Since then, Gaduh has used his native country of Indonesia in his research to better communities’ quality of life, whether it be improving a village’s educational system or understanding how religion influences trust between individuals. “In general, I’m interested in how the development process works,” he says.
Gaduh brings his knowledge and research to the Sam M. Walton College of Business, where he began his duties in August as assistant professor for the Department of Economics. He has combined his computer science knowledge with economics by teaching a graduate-level course in econometrics–the use of using mathematical models, such as statistics, in describing economic systems. He also teaches an undergraduate course called Economic Development, Poverty, and the Role of the World Bank and IMF in Low-Income Countries as well as a graduate level international development course.

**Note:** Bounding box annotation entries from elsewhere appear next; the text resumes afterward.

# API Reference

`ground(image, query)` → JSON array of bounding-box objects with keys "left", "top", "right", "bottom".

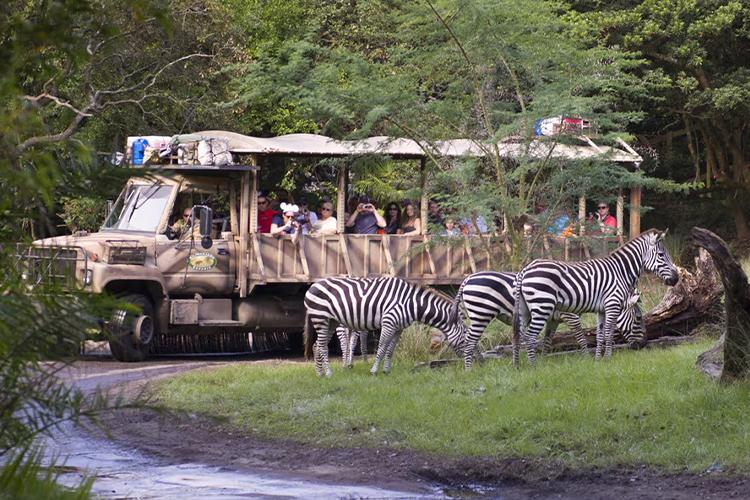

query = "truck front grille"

[{"left": 17, "top": 245, "right": 88, "bottom": 287}]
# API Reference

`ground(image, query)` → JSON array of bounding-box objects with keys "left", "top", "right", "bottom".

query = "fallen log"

[{"left": 692, "top": 227, "right": 750, "bottom": 382}]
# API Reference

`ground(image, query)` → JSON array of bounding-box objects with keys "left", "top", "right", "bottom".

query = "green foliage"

[
  {"left": 159, "top": 341, "right": 750, "bottom": 472},
  {"left": 568, "top": 0, "right": 750, "bottom": 238},
  {"left": 0, "top": 448, "right": 93, "bottom": 500},
  {"left": 59, "top": 196, "right": 107, "bottom": 232}
]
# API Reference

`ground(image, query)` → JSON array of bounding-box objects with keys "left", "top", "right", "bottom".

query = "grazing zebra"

[
  {"left": 512, "top": 229, "right": 679, "bottom": 366},
  {"left": 453, "top": 271, "right": 645, "bottom": 370},
  {"left": 305, "top": 276, "right": 466, "bottom": 376},
  {"left": 336, "top": 325, "right": 367, "bottom": 368}
]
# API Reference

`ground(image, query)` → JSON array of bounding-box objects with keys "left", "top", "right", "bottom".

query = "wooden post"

[
  {"left": 578, "top": 196, "right": 586, "bottom": 236},
  {"left": 630, "top": 186, "right": 641, "bottom": 240},
  {"left": 336, "top": 164, "right": 349, "bottom": 234},
  {"left": 616, "top": 188, "right": 625, "bottom": 236},
  {"left": 424, "top": 158, "right": 429, "bottom": 234},
  {"left": 237, "top": 170, "right": 253, "bottom": 298}
]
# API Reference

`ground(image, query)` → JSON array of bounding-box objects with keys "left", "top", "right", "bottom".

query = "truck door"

[{"left": 156, "top": 233, "right": 237, "bottom": 295}]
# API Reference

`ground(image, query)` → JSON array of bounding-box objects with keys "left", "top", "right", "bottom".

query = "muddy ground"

[{"left": 92, "top": 360, "right": 750, "bottom": 499}]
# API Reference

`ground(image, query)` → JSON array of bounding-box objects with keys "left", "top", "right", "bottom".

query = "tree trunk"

[{"left": 692, "top": 227, "right": 750, "bottom": 382}]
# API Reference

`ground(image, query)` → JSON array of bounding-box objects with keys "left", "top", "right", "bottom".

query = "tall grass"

Gaduh, who earned his Ph.D. at the University of Southern California, says he found the University of Arkansas an attractive place to work for many reasons, including the Walton College’s Behavioral Business Research Lab, the economics department’s interest in international economic development research “and it’s such a nice place.”
He was pleased to learn his research interests overlap with several other Walton College faculty members, which presents opportunities for collaboration. He also enjoys teaching here. “The students are sharp and highly motivated,” he says.
Gaduh transitioned from computer science into the economics field by earning a graduate diploma and a master in philosophy followed by a Ph.D. in the concentration in 2013. During that time, he began defining his research interests.
For example, he says he wanted to look at ways to improve public education in Indonesia by getting parents involved. In a project developed by the World Bank and the Indonesian Ministry of National Education, he and his fellow researchers evaluated a pilot program to empower parent-teacher associations in rural villages in Indonesia.
Empowering these associations, when coupled with efforts to involve village leaders, led to improvements in learning outcomes, he says. For instance, in one village, parents successfully proposed a village-mandated curfew for students. He says parental involvement appears to improve education there and the Indonesian government is looking at implementing a similar program on a larger scale.
Gaduh also researches religious identity and how it affects the trusts between strangers of different faiths. He says his research indicates people have a greater trust with those within their religions and are less accepting of those who are not.
As Gaduh continues his teaching and research, he says he’s happy to be at the Walton College–a place where can fulfill his goal in making a difference.